When a person knows that a home is going to be lost in a foreclosure, it is very tempting to try and take everything that is not nailed down and sometimes stuff which is nailed down. Sometimes, the homeowner thinks they have a right to take everything they purchased or maybe they think the removal of the property will not affect the value of the property. However, before anything is removed from a home in foreclosure, here are the laws you should know.
First, under California Civil Code Section 2929, “no person whose interest is subject to the lien of a mortgage may do any act which will substantially impair the mortgagee’s security. “ A violation of this law, will give rise to a claim for “waste.” Also, while California Civil Code Sections 580(b) and (d) create bars to deficiency claims by a lender after a trustee’s sale, there is an exception for “bad faith waste.”

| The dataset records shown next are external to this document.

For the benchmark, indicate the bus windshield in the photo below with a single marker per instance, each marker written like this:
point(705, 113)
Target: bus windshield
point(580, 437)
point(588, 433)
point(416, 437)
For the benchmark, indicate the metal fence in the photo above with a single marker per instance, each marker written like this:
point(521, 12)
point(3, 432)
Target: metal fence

Second, bad faith waste is anything done with reckless, intentional or malice towards the lenders. So, if property is intentionally removed from the property even if it was not done with recklessness or with malice and it substantially impair a lender’s security, a claim for waste will still remain. The statute of limitations for bringing the claim will usually be 4 years from the date of the foreclosure.
Third, claims for waste usually arise when fixtures or permanent items are removed. An easy definition of a fixture is anything nailed down or becomes permanently attached to a property whether inside the house or outside. So that means the following should not be removed: built-in anything including bookcases, bbq and shutters. It also means that light fixtures, doors and tile work should not be removed. If it is nailed down, screwed in or was especially made for the house, it should stay with the house.
Fourth, a claim for waste can continue in bankruptcy under Bankruptcy Code Section 523(a)(6) if the court finds a wrongful act, done intentionally and which necessarily causes injury and is done without just cause or excuse. The possibility of a claim being made is REAL. We had a judgment entered against a debtor in Oakland in 2010 for waste for removal of fixtures valued at $77,000,
In conclusion, if a property is going to be lost in foreclosure, nothing should be removed from the property if it is nailed down or has become a permanent part of the property. It is fine to take the washer/ dryer, refrigerator and anything that is just plugged in. If you have a favorite lamp or chandelier and want to take it, it should be replaced with a similar quality product.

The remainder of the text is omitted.